Abim de artık Ferdi dinliyor…
İşe ne zaman döneceksin?
Tabi ya;
Makinelerin borçları var;
Yapılacak, delinecek siboplar,
Aslına bakarsanız;
Patron, patron kalmanın peşinde!
Ferdi dinlemişsin, Orhan dinlemişsin çokta derdinde!
&&&&&&&&&
Sağ olsun, gelmiş geçmiş bütün iktidarlar, muhalefetler ve patronlar…
El ele vermiş Türk halkına gazel okuyorlar! Kasetler, dosyalar havada uçuşuyor.
Kimisi sokaklarda, kimisi TV. de, kimisi iş yerlerinde…
Bu bize “Ninni” gibi geliyor…
Uyusun da büyüsün ninni“Ninnide yavruma ninni”
Hep uyuyoruz…
Geçen gün bir haber geldi "Sonunda hizipçi gitti, aramıza ne zaman dönüyorsun"!!!

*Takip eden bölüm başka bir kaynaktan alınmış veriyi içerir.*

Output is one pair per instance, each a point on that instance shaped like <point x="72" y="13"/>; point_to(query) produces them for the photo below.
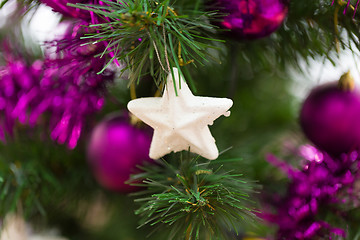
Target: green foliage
<point x="151" y="37"/>
<point x="195" y="198"/>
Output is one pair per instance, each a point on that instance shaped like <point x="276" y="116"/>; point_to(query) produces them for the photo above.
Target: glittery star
<point x="180" y="121"/>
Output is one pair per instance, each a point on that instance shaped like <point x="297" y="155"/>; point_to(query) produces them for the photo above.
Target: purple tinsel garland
<point x="323" y="182"/>
<point x="66" y="84"/>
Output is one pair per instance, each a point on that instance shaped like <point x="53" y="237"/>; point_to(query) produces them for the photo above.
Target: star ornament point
<point x="180" y="121"/>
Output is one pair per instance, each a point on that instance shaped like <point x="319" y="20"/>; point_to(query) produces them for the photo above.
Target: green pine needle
<point x="193" y="199"/>
<point x="150" y="37"/>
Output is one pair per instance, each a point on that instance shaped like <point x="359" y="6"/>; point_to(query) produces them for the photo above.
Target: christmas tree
<point x="108" y="126"/>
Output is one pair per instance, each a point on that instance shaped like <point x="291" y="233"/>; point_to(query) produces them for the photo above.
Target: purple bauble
<point x="116" y="147"/>
<point x="250" y="19"/>
<point x="330" y="118"/>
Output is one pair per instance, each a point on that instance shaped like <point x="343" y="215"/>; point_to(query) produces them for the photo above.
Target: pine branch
<point x="151" y="37"/>
<point x="194" y="198"/>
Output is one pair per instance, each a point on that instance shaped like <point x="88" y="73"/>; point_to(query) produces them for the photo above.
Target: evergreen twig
<point x="194" y="198"/>
<point x="147" y="36"/>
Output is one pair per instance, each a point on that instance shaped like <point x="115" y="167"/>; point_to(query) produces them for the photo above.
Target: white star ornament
<point x="180" y="121"/>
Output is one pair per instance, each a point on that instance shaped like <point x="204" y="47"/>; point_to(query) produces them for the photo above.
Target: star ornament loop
<point x="180" y="122"/>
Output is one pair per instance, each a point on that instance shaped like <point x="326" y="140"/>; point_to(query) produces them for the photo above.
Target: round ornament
<point x="330" y="118"/>
<point x="116" y="147"/>
<point x="250" y="19"/>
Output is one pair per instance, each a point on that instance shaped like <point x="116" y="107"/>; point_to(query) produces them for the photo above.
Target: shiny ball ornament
<point x="116" y="147"/>
<point x="330" y="118"/>
<point x="250" y="19"/>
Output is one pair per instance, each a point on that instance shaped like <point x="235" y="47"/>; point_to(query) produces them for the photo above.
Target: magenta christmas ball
<point x="330" y="118"/>
<point x="115" y="149"/>
<point x="250" y="19"/>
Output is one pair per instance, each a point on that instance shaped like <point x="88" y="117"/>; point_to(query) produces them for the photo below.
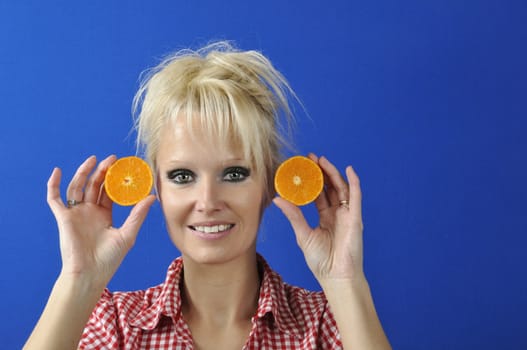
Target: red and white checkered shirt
<point x="287" y="317"/>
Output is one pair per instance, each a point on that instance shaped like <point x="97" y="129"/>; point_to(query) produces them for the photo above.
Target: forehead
<point x="183" y="140"/>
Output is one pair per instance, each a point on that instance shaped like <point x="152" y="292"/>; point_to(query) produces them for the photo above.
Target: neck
<point x="221" y="294"/>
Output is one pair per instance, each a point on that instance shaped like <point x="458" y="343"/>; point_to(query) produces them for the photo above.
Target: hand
<point x="90" y="247"/>
<point x="333" y="250"/>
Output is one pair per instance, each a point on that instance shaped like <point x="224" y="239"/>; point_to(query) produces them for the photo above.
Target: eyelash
<point x="242" y="172"/>
<point x="231" y="174"/>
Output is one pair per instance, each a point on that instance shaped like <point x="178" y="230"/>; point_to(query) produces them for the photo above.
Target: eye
<point x="181" y="176"/>
<point x="236" y="174"/>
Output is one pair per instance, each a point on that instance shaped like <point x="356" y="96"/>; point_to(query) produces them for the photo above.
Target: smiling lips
<point x="212" y="228"/>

Tabi ya benim de derdim oydu!
Vatan millet Sakarya edebiyatı ile
Siz koltuğa oturacaksınız,
Biz de sizin şakşakçınız olacağız;
Pardon yani!
Başkalarının yolsuzluklarını ortaya çıkarıp kendi yolsuzluklarınızı örteceksiniz!
Başkalarının yandaşlarının önünü kesip kendi yandaşlarınız ile açığı kapatacaksınız!
Bunu daha önce de gördük!
Bizim için, halk için ne yapacaksınız siz onu söyleyin;
Sazan’mıyız biz?
Velhasıl kerim, daha delinecek çok sibop var!
"Bilsen uzaklarda kimler ağlıyor...."
(Bi uyanamadık anasını satim, uyansak balığa gideceğiz
Sazana!)[/I]
:)
YORUMLAR
talipgirgin
Tebrik ediyorum. Mesaj bakımından etkiliydi. Gülümseyerek okudum. Selamlar
talipgirgin
İşçilerin dünyalarından bir kesit sunmuşsunuz...Farklı bir anlatım.
Bir solukta okudum.
Tebrikler.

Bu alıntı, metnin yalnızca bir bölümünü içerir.